The company indicated that revenue from the Credit Card segment tumbled 5.8% to $328 million. Target also said that segment profit dropped to $138 million in the quarter from $143 million in the prior-year period.

Target’s credit card penetration increased 110 basis points to 8%, whereas debit card penetration expanded 340 basis points to 6% during the quarter. Total store REDcard penetration climbed to 14% from 9.5% in the year-ago quarter.

Target’s P-fresh remodel program, 5% REDcard Rewards program, Target/Neiman Marcus Holiday Collection and new Holiday Price Match will help sustain sales momentum, continue to drive traffic and enhanced customer shopping experience. The company’s focus on “Expect More. Pay Less.” brand promise is also bearing fruit. Moreover, in order to expand its global footprint, the company is eying Canadian market with an expected entry in 2013.

Other Financial Details

During the quarter, Target bought back about 1.7 million shares at a price of $62.90 per share, aggregating $104 million, and also paid dividends of $236 million.

The company ended the quarter with cash and cash equivalents (including short-term investments of $800 million) of $1,469 million, total unsecured debt and other borrowings of $17,054 million and shareholders’ equity of $16,352 million.

Stores Update

Target currently operates 1,781 stores, of which 395 are general merchandise stores, 1,130 are expanded grocery assortment, 251 are SuperTarget stores and 5 are CityTarget stores.

Strolling Through Guidance

Target now projects adjusted fourth-quarter 2012 earnings between $1.64 and $1.74 per share.
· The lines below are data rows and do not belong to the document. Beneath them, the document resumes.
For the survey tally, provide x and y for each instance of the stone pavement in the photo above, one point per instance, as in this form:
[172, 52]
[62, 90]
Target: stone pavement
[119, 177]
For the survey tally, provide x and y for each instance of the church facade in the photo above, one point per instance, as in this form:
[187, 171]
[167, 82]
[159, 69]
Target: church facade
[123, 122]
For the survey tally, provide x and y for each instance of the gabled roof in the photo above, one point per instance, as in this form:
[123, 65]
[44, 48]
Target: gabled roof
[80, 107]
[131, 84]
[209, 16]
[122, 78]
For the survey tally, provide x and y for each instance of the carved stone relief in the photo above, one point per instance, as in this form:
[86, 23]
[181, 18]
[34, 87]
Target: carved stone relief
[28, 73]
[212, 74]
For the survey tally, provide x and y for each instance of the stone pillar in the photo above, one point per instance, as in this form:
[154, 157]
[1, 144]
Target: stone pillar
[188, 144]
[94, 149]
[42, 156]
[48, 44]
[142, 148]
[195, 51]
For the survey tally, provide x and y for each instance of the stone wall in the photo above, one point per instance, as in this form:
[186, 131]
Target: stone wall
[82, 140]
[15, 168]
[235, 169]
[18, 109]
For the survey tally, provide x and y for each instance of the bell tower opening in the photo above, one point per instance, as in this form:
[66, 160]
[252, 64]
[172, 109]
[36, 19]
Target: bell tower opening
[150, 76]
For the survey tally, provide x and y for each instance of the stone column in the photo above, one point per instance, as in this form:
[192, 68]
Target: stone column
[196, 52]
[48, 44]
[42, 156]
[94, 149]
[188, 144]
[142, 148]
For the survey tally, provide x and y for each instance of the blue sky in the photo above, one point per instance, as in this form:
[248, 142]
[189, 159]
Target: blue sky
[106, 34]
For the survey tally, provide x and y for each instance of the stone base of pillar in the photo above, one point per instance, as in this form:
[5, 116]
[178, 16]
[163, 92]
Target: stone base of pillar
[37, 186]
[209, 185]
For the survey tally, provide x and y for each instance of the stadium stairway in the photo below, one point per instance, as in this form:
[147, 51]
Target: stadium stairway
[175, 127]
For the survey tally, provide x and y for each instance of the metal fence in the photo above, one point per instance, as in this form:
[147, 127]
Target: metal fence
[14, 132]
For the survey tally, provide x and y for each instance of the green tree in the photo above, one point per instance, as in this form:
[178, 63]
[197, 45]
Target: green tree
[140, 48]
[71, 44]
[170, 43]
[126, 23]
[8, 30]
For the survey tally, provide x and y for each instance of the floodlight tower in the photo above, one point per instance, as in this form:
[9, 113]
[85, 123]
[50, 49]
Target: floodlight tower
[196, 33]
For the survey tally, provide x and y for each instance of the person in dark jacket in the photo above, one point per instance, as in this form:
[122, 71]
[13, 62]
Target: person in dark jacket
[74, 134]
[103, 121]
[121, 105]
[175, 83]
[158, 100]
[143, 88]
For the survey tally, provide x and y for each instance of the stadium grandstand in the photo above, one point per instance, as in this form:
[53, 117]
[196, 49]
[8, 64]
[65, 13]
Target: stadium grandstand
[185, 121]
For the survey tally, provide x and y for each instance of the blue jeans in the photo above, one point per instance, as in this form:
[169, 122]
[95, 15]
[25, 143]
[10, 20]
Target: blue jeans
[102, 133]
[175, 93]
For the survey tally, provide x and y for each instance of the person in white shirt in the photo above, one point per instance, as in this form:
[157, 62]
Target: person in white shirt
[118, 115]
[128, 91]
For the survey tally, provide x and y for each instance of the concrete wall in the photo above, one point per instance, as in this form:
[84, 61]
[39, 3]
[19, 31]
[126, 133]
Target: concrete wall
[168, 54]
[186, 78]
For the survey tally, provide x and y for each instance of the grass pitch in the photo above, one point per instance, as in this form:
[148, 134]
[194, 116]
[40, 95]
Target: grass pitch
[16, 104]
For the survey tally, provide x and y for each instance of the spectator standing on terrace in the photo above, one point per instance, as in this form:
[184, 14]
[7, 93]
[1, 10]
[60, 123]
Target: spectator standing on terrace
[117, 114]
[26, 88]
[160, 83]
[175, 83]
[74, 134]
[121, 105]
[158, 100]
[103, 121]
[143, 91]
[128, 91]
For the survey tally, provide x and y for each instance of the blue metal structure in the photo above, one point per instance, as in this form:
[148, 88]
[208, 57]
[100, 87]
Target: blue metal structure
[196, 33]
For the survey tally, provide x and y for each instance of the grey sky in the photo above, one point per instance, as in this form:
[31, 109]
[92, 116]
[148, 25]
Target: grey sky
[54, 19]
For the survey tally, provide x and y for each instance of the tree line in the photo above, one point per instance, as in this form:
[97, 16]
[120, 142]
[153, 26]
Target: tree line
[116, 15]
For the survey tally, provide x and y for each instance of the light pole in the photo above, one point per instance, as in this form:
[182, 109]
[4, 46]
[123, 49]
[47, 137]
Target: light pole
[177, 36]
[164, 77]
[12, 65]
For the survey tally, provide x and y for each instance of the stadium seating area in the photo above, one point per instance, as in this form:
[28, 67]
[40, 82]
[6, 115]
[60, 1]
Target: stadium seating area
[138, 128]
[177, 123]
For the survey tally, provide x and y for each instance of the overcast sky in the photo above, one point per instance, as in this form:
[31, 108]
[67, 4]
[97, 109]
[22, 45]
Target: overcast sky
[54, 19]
On a GAAP basis, including expenses related to the company’s entry in the Canadian market, management projected earnings between $1.45 and $1.55 for the quarter. The current Zacks Consensus Estimates for the fourth quarter is $1.50 per share.

Let’s Conclude

Target is persistently trying every means to keep afloat in an economy, which is still not completely awakened from the state of hibernation. Target’s efficient marketing, multi-channel strategy, product innovation, compelling pricing strategy, and new merchandise assortments, should drive comparable-store sales and operating margins in the long term.

We expect the company to gain market share, and believe that more focus on consumable items should boost sales and earnings in a sluggish consumer environment. The company’s long-term objective is to attain $100 billion or more in sales and $8.00 or more in earnings per share by 2017.

The economy has not yet recovered fully. It is evident that the company’s customers remain sensitive to macroeconomic factors including interest rate hikes, increase in fuel and energy costs, credit availability, unemployment levels and high household debt levels, which may affect their discretionary spending, and in turn curtail the company’s growth and profitability.

Moreover, a greater concentration of the company’s revenue generating capabilities in limited regions of the United States, poses a competitive threat to Target, compared with Wal-Mart Stores Inc. (WMT) and Costco Wholesale Corporation (COST), which are geographically diverse and more resourceful.

Given the lingering macro-economic concerns, we have a long-term Neutral recommendation on the stock. Moreover, Target holds a Zacks #3 Rank that translates into a short-term Hold rating.